Der Umbruch
- Type: Bi-weekly newspaper
- Publisher: U. Goppel
- Editor: Martin Hilti
- Founded: 5 October 1940
- Ceased publication: 6 July 1943 (banned)
- Political alignment: German National Movement in Liechtenstein
- Language: German
- City: Vaduz
- Country: Liechtenstein
- Circulation: 300 (as of 1942)

= Der Umbruch =

Liechtenstein Nazi newspaper from 1940 to 1943

Der Umbruch (lit. 'The Upheaval', sometimes referred to by its nickname Der Bruch) was a newspaper published in Vaduz, Liechtenstein. It was the organ of the German National Movement in Liechtenstein (VDBL), a National Socialist political party.
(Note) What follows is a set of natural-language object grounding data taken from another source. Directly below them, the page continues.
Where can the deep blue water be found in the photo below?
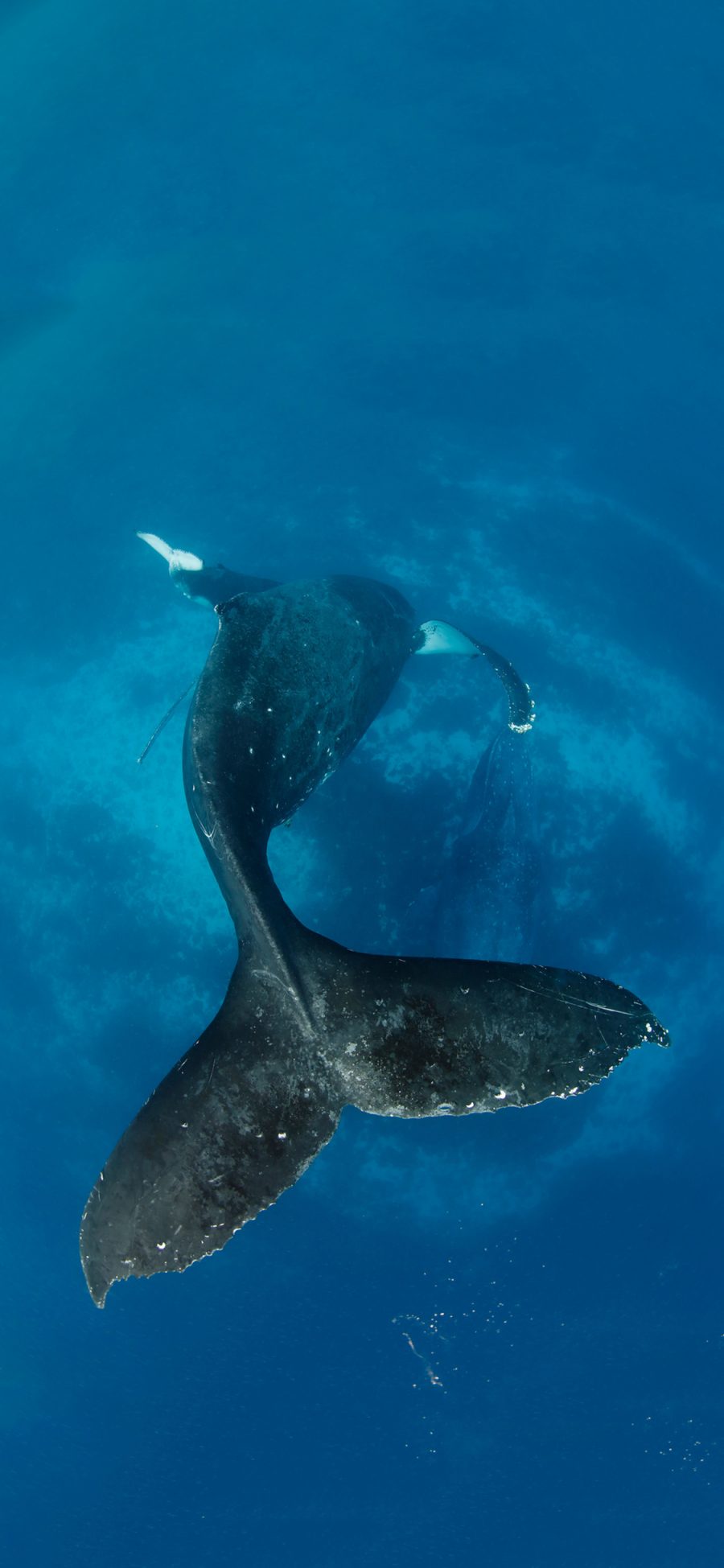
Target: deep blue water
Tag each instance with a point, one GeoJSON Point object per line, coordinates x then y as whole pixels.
{"type": "Point", "coordinates": [430, 290]}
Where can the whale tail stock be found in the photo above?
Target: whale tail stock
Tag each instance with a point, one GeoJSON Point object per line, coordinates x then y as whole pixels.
{"type": "Point", "coordinates": [243, 1113]}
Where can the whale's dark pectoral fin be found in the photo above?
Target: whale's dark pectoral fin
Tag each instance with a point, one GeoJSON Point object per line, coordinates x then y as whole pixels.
{"type": "Point", "coordinates": [221, 1137]}
{"type": "Point", "coordinates": [439, 637]}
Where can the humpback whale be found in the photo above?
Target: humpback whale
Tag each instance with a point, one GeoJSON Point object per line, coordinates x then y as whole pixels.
{"type": "Point", "coordinates": [295, 676]}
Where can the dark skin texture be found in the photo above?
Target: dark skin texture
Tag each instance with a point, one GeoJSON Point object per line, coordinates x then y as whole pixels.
{"type": "Point", "coordinates": [294, 679]}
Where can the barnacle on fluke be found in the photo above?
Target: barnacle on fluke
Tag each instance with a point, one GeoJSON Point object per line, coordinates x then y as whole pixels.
{"type": "Point", "coordinates": [295, 676]}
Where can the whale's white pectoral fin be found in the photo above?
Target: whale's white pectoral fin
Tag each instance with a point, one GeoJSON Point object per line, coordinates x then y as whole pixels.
{"type": "Point", "coordinates": [178, 560]}
{"type": "Point", "coordinates": [442, 639]}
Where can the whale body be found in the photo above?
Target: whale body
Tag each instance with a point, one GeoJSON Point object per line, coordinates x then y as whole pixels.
{"type": "Point", "coordinates": [295, 676]}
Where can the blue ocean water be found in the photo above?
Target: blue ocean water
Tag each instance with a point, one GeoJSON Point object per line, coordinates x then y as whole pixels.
{"type": "Point", "coordinates": [430, 292]}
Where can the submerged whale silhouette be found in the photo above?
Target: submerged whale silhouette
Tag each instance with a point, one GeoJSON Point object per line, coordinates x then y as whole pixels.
{"type": "Point", "coordinates": [486, 895]}
{"type": "Point", "coordinates": [295, 676]}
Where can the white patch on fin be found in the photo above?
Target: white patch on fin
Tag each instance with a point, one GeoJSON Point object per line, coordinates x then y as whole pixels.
{"type": "Point", "coordinates": [178, 560]}
{"type": "Point", "coordinates": [442, 639]}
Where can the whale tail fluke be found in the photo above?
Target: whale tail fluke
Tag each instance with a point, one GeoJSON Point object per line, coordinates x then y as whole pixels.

Der Umbruch was published from 5 October 1940 to 6 July 1943. Initially it was published weekly, but shifted to publication twice per week in March 1941. Martin Hilti served as editor until 1942. Other contributors included Alfons Goop, Sepp Ritter and Hermann Walser.' The newspaper was printed by U. Goppel.'

Der Umbruch wrote enthusiastically about the advances of the German military across Europe. The readers were mainly found amongst the followers of the movement. As of 1942 the newspaper had a circulation of around 300. The newspaper was banned by the government in July 1943.